That’s the message I just got from WordPress. It is, apparently, this blog’s FOURTH anniversary. This is my fifty second post. Pah ha ha ha ha. Well, we all know – I, thus far, am not a natural blogger but I do actually enjoy it so I shall keep on going.
I started this blog, in part, to be able to get involved with the Blaggers’ Banquet event of which much has been written. I also wanted a way of chatting nonsense whenever I felt like it and I thought that this could be a good way of developing my writing because I do (like so many others) harbour thoughts about someday writing that book.
I did get very involved with the Banquet and loved every moment but I haven’t, like some of the key Blaggers’ players, gone on to forge a career in food (to be honest, it was clear already then that those who have done; Niamh Shields, Signe Johansen, Mathilde Dewilde– I’m surely forgetting some – were going to do so, what they have done in the past four years is no less impressive though for having been obvious that they were on a course to do it). I love cooking and I’m good at it but I don’t have the absolute passion and dedication for food that these women have so…no surprises then that I’m still only on post number fifty two whilst they have each written, and had published, at least one book since the Banquet.

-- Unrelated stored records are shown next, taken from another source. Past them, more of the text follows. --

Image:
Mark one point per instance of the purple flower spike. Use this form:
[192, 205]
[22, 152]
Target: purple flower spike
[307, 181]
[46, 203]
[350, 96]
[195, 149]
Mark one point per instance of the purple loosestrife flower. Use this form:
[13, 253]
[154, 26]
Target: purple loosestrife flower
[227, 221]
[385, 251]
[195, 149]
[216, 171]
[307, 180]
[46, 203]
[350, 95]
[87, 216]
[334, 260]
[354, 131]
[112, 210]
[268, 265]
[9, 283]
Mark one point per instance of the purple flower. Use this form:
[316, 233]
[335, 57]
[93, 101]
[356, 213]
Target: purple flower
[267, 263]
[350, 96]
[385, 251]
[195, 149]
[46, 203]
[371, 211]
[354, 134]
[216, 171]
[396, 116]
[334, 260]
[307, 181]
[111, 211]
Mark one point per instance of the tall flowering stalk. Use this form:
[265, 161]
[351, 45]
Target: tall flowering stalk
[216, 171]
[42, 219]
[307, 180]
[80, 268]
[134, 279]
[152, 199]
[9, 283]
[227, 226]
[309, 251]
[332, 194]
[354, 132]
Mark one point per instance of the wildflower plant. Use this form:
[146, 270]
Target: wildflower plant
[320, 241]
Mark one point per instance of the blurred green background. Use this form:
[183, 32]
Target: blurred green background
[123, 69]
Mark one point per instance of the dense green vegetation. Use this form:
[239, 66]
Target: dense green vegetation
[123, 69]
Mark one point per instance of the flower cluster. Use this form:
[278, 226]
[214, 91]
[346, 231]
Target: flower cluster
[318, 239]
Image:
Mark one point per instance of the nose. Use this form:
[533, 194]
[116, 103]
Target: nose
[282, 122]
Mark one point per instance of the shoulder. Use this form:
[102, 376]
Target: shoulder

What have I been doing then? I have ended my career as a band manager, I’ve sent my daughter off to travel the world, sent her off to uni and to live in France (yes yes, I know strictly speaking she has been the one doing the doing but seriously, in managing the trauma of saying goodbye to her time and again I feel as though I’ve been getting a serious emotional and mental workout), I’ve sent my son off to university (equally horrendous), I’ve become (a sometimes uncaring) carer for my father, I’ve successfully held down a job for over three years (which is an enormous achievement for me as I do tend to constantly want to try new things), I’ve been a market trader for three years, been a teacher (knitting), set up knitting groups and encouraged creativity and crafts in people, I’ve listened and talked and listened some more, I’ve met amazing people and made lots of new friends, I’ve also lost a friend who was one of the great loves of my life (through falling out) and am slowly slowly rekindling that friendship, I’ve seen people start new relationships which have blossomed while mine has fallen apart (I’m happy for them, of course), I joined a dating site for all of a month, I’ve spent WAY too much time and energy worrying about my body size and more recently my body shape, actually – just worrying in general, I’ve genuinely enjoyed getting more active through going to the gym and taking dancing classes, I’ve started getting back in to sewing, I’ve laughed, I’ve cried, I’ve ranted and I’ve raged, I’ve travelled a bit more and I’ve been having a lot of fun. Taking the briefest of moments to look back over the past few years, I have to say – I am okay with what I’ve done and how I’ve handled things, there have been a hell of a lot of major changes to my life and I’m still smiling and I have no intention of stopping.
Here’s to the next four years of glorious living (which is to say, the standard ups and downs of anyone living and working in a First World city).
This post is pretty over the top. This is a good thing.